1月下旬、都内某所のある新築マンションのモデルルームを訪れた。営業担当者に「賃貸か、購入か、結局どちらがいいんでしょう」と尋ねたら、よくある質問なのだろう、担当者の男性は「それは永遠のテーマですね!」と間髪入れずに回答した。

 JR某駅からバスに乗ったところにあるその物件は、約70平方メートルでおよそ4000万円。頭金と諸費用(税金等)の約400万円を用意し、35年の銀行ローンで3800万円を借り入れるとすると、月々の返済額は13万8000円(管理費等込み)となる。

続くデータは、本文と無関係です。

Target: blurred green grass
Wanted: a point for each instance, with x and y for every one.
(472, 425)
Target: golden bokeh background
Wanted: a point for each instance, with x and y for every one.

 筆者は現在、都内の賃貸住宅(約70平方メートル)に住んでいる。マンションを購入した場合、毎月の返済額は、今の家賃とあまり変わらない。だが、最寄り駅から徒歩3分、東京駅まで18分という利便性はやはり捨てられない。結局、マンションの購入は見送ることにした。

 賃貸マンションも分譲マンションも、多少の付加価値の差はあれど、決定的な質の差はない。もはや日本では「分譲マンションでなければ」という絶対性はない。

「何が何でも持ち家」のワケ

 ところが中国では事情が異なる。「何が何でも持ち家」なのだ。

 筆者は、上海でタクシーに乗るたびに運転手からこんな突っ込みを受ける。「いつから上海にいるの? ふーん、90年代後半からいるんだ。マンションはどこに買ったの、え、買ってない? なんであの安かった時代に買わなかったの。買っていたら今頃は大金持ちになってただろうに!」

 1990年代後半は、まだ平米単価が4000元(当時1元=約14円)程度であり、70平方メートルの物件が400万円程度で買えた。あの「格安」の時代に、買える余力のある者が買わないというのは理解できないという。

 それにしても、なぜ上海市民はそこまで不動産にこだわるのだろうか。

 確かに日本でも不動産バブルの90年前後には、将来の値上がりを見込んで購入を検討する人たちが、こぞってモデルルーム見学に訪れた。だが、「猫も杓子も分譲マンション」というわけでもなかった。銀行貸出増加額の中で個人向け住宅ローンは2割ぐらいで、むしろマネーは商業用不動産に向かった。

 ちなみに、94年から国土交通省(当時は運輸省・建設省)が行っている「国民の資産としての土地に関する意識」調査によると、「土地は預貯金や株式などに比べて有利な資産であるか」という質問に対して、2000年以降は「そう思わない」が「そう思う」を上回っている。資産としての不動産「所有」の魅力はだんだんと薄れていることが分かる。